Think not about what is happening today in Washington — or even what’s been happening in our lifetimes, as ugly as it can be some days — but think of what was happening 150 years ago today at Fort Sumter, S.C. There a garrison of union troops was in the final hours of bombardment by rebel forces. The nation was in its first full day of the Civil War, which would stretch out for four years and would be the deadliest war in U.S. history. Even though the raw numbers for casualties are close between the Civil War and U.S. involvement in World War II, by percentage of population the toll between April 12, 1861, and April 9, 1865 is staggering.

In a nation of 31.5 million people, an estimated 625,000 soldiers died, nearly 220,000 from combat wounds. For every soldier fatally wounded on the battlefield, two more died of sickness and other causes. One in 10 died of dysentery. Another 10 percent died in prisoner- of-war camps.

The losses today would have to exceed 6 million to approach the percentage of population.

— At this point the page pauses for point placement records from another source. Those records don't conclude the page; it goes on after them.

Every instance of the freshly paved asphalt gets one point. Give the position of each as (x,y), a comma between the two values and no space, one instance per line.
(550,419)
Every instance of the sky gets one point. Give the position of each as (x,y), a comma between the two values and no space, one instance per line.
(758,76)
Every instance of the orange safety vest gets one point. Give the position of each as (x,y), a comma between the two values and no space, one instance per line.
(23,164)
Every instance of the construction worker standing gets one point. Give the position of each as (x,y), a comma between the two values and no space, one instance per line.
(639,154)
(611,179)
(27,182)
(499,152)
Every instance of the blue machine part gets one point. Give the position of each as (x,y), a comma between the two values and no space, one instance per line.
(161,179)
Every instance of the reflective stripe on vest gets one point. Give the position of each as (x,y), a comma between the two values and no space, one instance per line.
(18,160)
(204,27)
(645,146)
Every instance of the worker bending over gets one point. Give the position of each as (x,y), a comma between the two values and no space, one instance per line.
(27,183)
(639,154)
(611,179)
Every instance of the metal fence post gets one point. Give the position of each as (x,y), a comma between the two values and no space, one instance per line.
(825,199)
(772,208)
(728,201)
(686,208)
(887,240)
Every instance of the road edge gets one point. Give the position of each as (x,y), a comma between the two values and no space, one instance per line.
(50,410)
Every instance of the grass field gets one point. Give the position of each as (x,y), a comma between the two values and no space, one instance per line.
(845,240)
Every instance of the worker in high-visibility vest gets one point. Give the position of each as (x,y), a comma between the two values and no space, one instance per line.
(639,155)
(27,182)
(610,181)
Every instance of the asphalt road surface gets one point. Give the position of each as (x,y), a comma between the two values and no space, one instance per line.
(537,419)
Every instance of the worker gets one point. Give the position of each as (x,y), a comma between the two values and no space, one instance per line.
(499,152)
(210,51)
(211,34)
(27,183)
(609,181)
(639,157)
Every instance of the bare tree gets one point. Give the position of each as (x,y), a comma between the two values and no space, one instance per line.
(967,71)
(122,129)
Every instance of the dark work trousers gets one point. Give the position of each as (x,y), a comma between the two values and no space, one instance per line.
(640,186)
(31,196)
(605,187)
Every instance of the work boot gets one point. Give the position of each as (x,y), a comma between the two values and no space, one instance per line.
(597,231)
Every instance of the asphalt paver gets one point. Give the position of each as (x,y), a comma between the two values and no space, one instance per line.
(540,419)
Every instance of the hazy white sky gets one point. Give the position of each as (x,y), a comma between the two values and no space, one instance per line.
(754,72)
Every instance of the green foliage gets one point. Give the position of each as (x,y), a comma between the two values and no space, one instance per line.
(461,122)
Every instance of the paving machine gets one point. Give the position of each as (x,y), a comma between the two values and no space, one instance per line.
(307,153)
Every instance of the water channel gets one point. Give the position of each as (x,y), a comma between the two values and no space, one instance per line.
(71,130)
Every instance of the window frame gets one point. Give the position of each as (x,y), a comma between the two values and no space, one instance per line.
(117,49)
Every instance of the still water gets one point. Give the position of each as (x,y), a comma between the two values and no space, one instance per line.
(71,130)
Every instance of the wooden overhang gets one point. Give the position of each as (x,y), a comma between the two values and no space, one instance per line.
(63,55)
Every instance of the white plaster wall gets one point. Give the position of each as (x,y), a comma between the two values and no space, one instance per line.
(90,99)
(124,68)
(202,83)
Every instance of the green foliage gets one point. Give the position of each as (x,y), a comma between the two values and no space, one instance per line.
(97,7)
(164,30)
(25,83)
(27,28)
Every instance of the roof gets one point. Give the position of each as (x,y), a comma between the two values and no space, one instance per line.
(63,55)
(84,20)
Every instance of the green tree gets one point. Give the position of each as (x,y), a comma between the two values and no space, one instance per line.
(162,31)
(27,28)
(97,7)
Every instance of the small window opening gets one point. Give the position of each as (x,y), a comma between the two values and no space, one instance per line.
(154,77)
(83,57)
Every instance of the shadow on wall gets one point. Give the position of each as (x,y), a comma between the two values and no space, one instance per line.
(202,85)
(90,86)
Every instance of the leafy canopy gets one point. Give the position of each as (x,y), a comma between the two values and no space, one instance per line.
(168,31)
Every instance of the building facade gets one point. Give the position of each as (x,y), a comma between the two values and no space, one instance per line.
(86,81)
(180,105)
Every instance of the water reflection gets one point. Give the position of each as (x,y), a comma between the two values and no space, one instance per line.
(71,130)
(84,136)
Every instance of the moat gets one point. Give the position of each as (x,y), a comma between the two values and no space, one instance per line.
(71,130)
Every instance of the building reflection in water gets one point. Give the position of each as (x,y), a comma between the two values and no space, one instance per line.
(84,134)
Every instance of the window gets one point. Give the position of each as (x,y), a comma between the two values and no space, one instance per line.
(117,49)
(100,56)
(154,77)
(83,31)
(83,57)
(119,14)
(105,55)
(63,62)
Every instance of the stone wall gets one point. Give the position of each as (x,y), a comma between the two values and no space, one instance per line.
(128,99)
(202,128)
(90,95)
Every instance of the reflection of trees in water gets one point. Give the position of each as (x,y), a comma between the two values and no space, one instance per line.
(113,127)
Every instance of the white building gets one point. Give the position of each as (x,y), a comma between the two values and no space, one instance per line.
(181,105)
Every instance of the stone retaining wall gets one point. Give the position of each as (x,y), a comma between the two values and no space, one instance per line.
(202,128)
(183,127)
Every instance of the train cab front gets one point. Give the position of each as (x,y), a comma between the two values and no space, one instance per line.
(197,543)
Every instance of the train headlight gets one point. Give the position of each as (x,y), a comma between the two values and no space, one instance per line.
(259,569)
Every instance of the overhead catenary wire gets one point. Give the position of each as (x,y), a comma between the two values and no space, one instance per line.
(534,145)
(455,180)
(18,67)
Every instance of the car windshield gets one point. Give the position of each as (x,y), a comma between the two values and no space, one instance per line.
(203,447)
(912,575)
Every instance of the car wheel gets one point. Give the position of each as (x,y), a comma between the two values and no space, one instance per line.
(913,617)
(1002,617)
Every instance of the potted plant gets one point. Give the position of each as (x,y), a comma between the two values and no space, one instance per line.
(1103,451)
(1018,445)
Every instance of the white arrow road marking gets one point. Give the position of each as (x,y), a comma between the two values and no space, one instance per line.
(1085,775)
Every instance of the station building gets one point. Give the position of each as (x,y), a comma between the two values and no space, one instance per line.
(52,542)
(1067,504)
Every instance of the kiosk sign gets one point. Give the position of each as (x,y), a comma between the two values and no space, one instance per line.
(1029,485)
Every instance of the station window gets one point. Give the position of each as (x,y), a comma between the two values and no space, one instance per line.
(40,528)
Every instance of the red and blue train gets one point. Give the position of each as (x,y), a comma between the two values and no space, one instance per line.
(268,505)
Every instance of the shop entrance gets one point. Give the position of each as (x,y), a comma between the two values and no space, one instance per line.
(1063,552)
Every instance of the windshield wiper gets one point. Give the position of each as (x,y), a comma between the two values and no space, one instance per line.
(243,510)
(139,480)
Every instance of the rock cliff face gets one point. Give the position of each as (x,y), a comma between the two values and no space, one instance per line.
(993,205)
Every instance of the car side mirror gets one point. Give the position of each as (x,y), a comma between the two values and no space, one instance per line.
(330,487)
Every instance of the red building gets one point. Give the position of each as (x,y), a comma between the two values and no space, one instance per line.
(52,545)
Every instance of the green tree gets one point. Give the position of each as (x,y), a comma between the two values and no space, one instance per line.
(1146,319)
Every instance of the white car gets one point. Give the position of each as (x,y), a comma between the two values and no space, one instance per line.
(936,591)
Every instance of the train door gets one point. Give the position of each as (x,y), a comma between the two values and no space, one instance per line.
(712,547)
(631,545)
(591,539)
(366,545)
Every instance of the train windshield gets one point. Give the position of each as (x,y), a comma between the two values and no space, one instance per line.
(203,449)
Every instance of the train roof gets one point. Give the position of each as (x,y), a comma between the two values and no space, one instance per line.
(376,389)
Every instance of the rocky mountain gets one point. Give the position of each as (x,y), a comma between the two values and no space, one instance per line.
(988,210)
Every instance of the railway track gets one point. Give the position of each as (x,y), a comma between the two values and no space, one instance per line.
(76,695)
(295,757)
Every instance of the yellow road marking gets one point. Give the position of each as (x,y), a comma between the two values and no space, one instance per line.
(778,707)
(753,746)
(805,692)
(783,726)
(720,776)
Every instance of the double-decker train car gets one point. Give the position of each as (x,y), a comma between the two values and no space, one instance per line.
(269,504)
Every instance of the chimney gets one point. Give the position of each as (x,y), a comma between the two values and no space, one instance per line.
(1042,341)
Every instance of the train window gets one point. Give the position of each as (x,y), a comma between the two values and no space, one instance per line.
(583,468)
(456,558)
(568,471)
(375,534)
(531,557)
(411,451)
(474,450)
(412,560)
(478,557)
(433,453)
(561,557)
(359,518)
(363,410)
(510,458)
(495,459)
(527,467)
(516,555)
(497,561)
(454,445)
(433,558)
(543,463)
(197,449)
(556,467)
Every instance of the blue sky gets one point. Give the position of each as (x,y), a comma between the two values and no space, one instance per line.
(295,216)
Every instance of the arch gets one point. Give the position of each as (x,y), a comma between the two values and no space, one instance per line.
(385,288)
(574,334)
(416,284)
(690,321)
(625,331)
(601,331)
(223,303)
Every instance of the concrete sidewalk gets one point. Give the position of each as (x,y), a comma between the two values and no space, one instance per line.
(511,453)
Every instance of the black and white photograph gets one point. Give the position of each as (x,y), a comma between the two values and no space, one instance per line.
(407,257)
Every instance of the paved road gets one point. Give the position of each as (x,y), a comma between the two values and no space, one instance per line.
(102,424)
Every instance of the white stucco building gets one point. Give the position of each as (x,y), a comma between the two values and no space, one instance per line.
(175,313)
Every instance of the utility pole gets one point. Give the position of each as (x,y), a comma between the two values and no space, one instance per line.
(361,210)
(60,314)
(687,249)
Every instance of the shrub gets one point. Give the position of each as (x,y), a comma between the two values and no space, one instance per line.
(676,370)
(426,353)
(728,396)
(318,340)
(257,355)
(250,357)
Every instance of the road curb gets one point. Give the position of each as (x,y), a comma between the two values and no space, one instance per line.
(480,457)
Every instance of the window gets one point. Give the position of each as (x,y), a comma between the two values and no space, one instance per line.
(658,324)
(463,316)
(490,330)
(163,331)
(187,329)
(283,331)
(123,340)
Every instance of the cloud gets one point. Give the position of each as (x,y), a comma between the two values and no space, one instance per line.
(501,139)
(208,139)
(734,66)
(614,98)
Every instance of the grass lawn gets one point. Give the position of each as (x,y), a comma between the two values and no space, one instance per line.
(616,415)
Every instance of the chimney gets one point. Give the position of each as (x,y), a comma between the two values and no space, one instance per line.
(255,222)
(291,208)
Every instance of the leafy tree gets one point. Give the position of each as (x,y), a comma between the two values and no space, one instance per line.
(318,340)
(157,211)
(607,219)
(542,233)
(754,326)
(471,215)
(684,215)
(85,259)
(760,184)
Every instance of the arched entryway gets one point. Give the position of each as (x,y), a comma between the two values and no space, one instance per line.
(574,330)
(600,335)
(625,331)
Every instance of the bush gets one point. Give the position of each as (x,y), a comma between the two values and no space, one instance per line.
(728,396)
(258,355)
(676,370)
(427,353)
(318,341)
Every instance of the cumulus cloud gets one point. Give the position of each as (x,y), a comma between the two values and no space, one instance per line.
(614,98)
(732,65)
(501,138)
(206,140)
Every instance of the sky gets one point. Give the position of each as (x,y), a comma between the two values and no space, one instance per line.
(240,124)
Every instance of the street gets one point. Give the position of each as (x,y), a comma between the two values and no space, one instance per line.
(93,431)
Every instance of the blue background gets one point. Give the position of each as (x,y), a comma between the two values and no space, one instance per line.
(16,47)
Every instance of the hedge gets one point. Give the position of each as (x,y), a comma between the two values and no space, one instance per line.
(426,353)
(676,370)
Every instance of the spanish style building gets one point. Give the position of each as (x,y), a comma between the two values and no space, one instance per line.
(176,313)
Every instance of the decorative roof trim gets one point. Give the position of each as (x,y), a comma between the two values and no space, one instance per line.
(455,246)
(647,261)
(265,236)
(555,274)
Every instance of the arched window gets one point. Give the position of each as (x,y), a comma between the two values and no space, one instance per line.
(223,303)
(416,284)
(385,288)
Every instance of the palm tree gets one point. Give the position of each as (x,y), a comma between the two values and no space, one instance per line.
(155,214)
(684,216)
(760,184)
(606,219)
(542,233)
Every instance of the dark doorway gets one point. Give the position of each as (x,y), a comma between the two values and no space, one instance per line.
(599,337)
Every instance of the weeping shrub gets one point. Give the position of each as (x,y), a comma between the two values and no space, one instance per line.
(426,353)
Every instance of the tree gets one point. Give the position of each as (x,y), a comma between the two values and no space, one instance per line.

Ohio, then a state of 1.5 million people, sent 310,654 of its sons to the Union Army. Some 35,500 did not return. By percentage of population, a comparable loss of Ohioans today would exceed 175,000.

Human rights

It is difficult to comprehend, but so much death and so much destruction grew out of a disagreement between one section of the country and another over the abhorrent concept that one man could buy, sell and treat as no more than property another man (or woman or child) based on the person’s race. Historians may argue over what other factors contributed to the War Between the States. But the political reality was that there were free states in the North, slave states in the South and the then-free territories of the Great Plains and the West, which were going to tip the balance of power.

A war that some on both sides foolishly thought would last but days reverberates 150 years later.

Those who referred to the “War of Northern Aggression” turned from Abraham Lincoln’s Republican Party to the Democratic Party for nearly a century. A split between northern Democrats and Dixiecrats in 1948 and Richard Nixon’s Southern Strategy in 1968 were pivotal points in moving Southern states from the Democratic column to the Republican. It should be beneath a country as blessed as this one to have based so much of its politics on race, and yet to varying degrees it continues.

The challenges facing the United States, challenges that we have sent our representatives to Washington to solve, require clear heads and men and women who are capable of reaching necessary compromise without compromising core principles.

However divided we may appear today, neither side subscribes to something as purely evil as slavery. Both sides aspire to solving the problems of one great nation. And that should be what sets the history being written today apart from the tragic history of 150 years ago.